You are invited to a lecture by the Science Faculty Distinguished Visitor Professor Ulrich Heinz, Department of Physics, Ohio State University, USA.  The talk is entitled, "Quark-Gluon Plasma: A new (old) type of liquid at ultra-high temperature and density".

Professor Heinz, from the Department of Physics, Ohio State University, USA, is known for his work on the theoretical and phenomenological aspects of heavy-ion collisions at ultra-relativistic energies: in particular, the creation, identification and quantitative study of quark-gluon plasma.  He held appointments at Yale and Vanderbilt Universities and Brookhaven National Laboratory before taking a position at the University of Regensburg.  He worked at CERN as co-ordinator of heavy-ion theoretical activities at the lab.   Professor Heinz he was recently awarded the Humboldt Research Award for Senior Scientists by the Alexander von Humboldt Foundation.
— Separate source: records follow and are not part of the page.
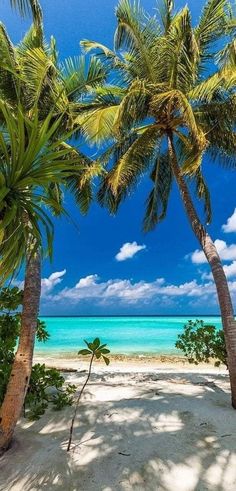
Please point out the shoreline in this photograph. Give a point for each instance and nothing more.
(126, 363)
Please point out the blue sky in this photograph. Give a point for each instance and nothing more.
(162, 277)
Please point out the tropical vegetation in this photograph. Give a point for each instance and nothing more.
(47, 385)
(165, 111)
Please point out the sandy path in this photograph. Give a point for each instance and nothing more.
(165, 429)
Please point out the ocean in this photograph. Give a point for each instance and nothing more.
(123, 335)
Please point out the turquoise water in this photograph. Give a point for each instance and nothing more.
(124, 335)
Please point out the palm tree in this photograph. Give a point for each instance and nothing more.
(30, 79)
(164, 113)
(31, 162)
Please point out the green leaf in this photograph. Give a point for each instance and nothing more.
(84, 352)
(107, 361)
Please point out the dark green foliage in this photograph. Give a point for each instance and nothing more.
(46, 385)
(96, 349)
(10, 299)
(202, 343)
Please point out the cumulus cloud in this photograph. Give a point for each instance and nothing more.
(128, 250)
(126, 291)
(226, 252)
(230, 225)
(49, 283)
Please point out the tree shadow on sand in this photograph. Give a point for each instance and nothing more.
(155, 432)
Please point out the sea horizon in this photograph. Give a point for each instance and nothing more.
(124, 335)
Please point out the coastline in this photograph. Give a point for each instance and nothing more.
(127, 363)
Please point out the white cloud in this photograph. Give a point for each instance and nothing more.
(87, 282)
(226, 252)
(128, 250)
(49, 283)
(229, 269)
(129, 292)
(230, 225)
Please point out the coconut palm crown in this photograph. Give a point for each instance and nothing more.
(171, 81)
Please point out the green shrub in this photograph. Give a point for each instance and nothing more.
(47, 385)
(202, 343)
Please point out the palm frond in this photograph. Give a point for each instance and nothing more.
(157, 201)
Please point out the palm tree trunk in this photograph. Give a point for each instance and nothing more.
(212, 256)
(12, 405)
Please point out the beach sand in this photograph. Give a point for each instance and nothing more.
(144, 424)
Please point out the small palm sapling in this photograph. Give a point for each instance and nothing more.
(95, 350)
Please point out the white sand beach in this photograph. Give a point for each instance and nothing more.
(142, 425)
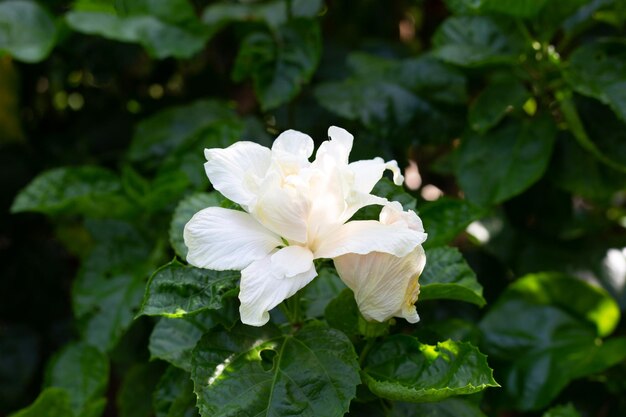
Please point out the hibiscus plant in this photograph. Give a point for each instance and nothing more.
(399, 208)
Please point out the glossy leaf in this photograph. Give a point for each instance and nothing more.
(111, 282)
(88, 190)
(273, 13)
(473, 41)
(176, 290)
(450, 407)
(445, 218)
(280, 63)
(177, 127)
(448, 276)
(597, 70)
(547, 326)
(185, 210)
(173, 340)
(174, 395)
(165, 29)
(504, 162)
(401, 368)
(83, 371)
(51, 402)
(494, 102)
(253, 371)
(27, 31)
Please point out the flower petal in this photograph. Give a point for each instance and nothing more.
(365, 236)
(295, 143)
(337, 148)
(235, 170)
(384, 285)
(221, 239)
(264, 286)
(368, 172)
(283, 206)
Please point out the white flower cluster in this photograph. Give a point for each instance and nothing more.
(297, 211)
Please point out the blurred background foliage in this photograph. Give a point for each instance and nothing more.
(509, 116)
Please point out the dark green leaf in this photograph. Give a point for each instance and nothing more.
(176, 290)
(52, 402)
(445, 218)
(169, 130)
(280, 64)
(473, 41)
(111, 282)
(547, 327)
(504, 162)
(494, 102)
(597, 70)
(273, 13)
(88, 190)
(83, 371)
(257, 371)
(185, 210)
(174, 395)
(448, 276)
(451, 407)
(165, 29)
(401, 368)
(174, 339)
(27, 31)
(562, 411)
(134, 398)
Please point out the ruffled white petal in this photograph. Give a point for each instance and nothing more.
(282, 206)
(362, 237)
(336, 149)
(384, 285)
(264, 286)
(221, 239)
(292, 260)
(236, 171)
(368, 172)
(294, 143)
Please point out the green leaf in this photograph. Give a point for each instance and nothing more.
(473, 41)
(504, 162)
(547, 326)
(567, 410)
(445, 218)
(111, 282)
(494, 102)
(173, 340)
(316, 295)
(597, 70)
(27, 31)
(174, 395)
(134, 398)
(450, 407)
(83, 371)
(177, 127)
(185, 210)
(258, 371)
(88, 190)
(51, 402)
(448, 276)
(279, 63)
(165, 29)
(403, 369)
(176, 290)
(273, 13)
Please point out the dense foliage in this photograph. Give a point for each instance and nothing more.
(514, 112)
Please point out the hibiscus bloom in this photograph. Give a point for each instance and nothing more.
(296, 211)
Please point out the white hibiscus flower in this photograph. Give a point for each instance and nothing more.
(297, 211)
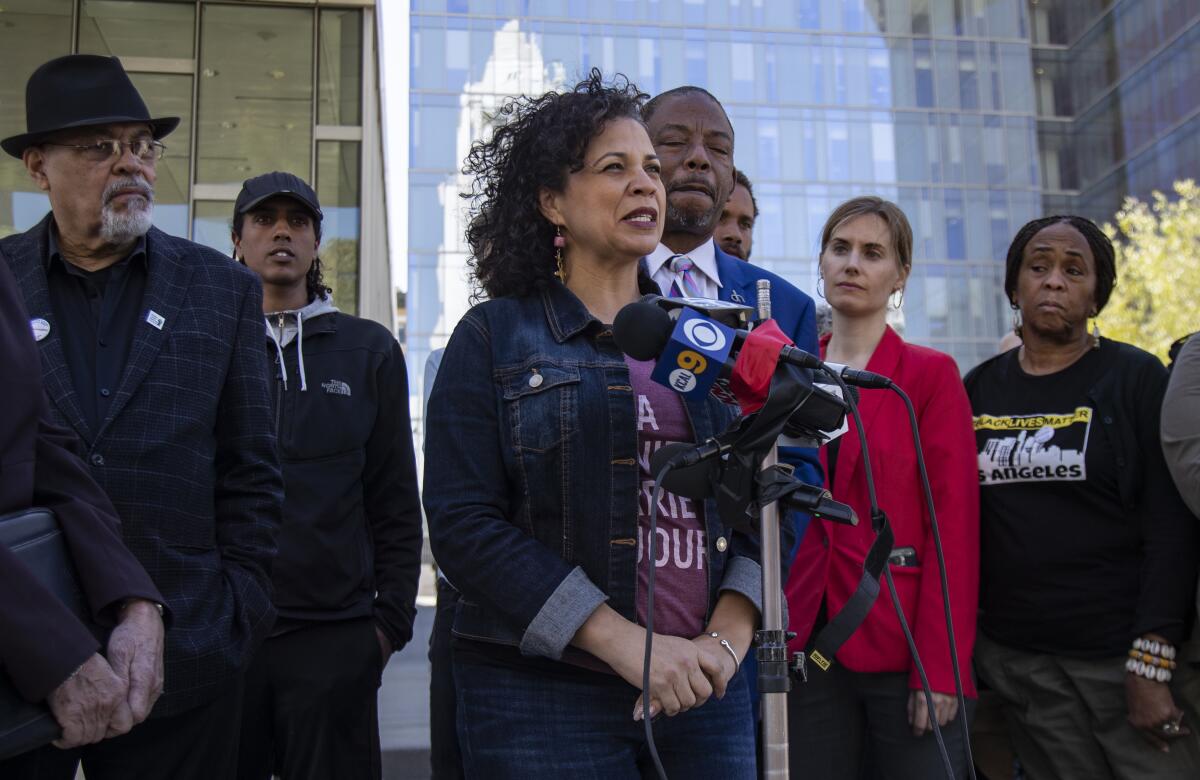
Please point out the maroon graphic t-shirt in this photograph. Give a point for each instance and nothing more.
(681, 579)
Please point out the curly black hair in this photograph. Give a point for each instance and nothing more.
(537, 143)
(1102, 252)
(744, 180)
(315, 283)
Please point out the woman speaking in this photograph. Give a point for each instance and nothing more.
(538, 485)
(868, 715)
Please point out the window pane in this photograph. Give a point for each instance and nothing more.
(171, 95)
(337, 187)
(34, 31)
(340, 59)
(256, 93)
(137, 29)
(213, 225)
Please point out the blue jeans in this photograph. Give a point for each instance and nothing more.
(516, 723)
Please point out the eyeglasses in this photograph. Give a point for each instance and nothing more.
(144, 149)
Quantum Chromodynamics, the modern theory of the strong interaction, predicts that nuclear matter (the stuff of which atomic nuclei are made) dissolves at high temperature and density into a soup of quarks and gluons, known as a quark-gluon plasma. Sufficiently high energy densities for making quark-gluon plasma existed once in the Early Universe, during the first dozen microseconds after the Big Bang, and can nowadays be recreated in ultra-high-energy collisions between atomic nuclei at collider facilities such as the Relativistic Heavy Ion Collider (RHIC) in the US and the Large Hadron Collider (LHC) in Europe. In this talk, Professor Heinz will discuss some of the knowledge gained from heavy-ion collisions about the properties of this extreme state of matter, in particular the unexpected discovery of its almost perfect fluidity. At the end of the lecture the audience will be led to the question that presently defines the cutting edge of heavy-ion research: What is the smallest size for a droplet of quark-gluon matter to still exhibit hydrodynamic collective behavior?